It is a rare type of cancer which is commonly seen in people over the age of 70. There is no clear cause for it, but risk factors include gallstones and recurrent inflammation of the gallbladder, a porcelain gall bladder, gallbladder polyps , family history and smoking. Early gallbladder cancer can be completely without symptoms, and can be discovered incidentally on histological examination following the removal of the gallbladder for gallstone disease.
The majority of gall bladder cancers are discovered late on, when they begin giving symptoms such as pain, nausea and in more advanced stages when jaundice is noticed, this is due to bile duct invasion by tumour progression. If possible surgery is the best option.

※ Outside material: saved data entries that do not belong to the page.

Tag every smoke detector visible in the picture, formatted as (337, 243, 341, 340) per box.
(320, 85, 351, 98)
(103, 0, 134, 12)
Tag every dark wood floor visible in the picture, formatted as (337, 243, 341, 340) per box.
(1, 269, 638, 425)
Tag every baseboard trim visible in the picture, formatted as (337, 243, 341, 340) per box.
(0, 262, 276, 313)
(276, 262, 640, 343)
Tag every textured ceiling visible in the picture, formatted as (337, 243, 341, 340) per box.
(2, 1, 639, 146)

In cases of an incidental finding after a cholecystectomy has been undertaken a completion procedure could be considered with the aim to remove the gallbladder bed (the part of the liver where the gallbladder is normally attached and the surrounding nodes around the cystic duct).

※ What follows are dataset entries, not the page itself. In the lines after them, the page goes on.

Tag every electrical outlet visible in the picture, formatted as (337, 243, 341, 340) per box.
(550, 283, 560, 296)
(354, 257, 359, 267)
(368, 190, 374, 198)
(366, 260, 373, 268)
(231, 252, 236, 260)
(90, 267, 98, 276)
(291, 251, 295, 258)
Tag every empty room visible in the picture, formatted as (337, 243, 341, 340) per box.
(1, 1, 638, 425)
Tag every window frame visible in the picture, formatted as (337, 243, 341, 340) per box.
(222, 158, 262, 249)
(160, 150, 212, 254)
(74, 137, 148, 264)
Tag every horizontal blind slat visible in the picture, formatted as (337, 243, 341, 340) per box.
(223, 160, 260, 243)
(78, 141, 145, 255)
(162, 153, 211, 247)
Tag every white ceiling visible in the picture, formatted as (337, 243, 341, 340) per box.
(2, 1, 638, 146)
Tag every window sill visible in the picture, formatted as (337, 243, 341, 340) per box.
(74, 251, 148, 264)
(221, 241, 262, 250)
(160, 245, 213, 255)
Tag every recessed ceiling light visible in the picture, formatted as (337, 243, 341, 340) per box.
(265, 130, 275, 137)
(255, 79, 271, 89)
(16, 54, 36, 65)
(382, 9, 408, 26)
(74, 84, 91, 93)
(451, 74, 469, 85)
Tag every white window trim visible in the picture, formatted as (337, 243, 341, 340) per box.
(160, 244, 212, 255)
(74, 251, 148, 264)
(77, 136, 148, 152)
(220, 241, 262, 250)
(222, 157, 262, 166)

During this operative procedure and whilst the patient is still under general anaesthetic, the removed tissue is sent for a frozen section (histological exam run during the surgical procedure). This allows the surgeon to confirm that all malignant tissue is removed. If, however, the results show any signs of advanced disease a more extensive resection is performed. In more advanced stages of gallbladder cancer, surgery remains possible provided the disease is limited to the gallbladder and surrounding liver and has not progressed by invading the major blood supply or metastasised to the liver.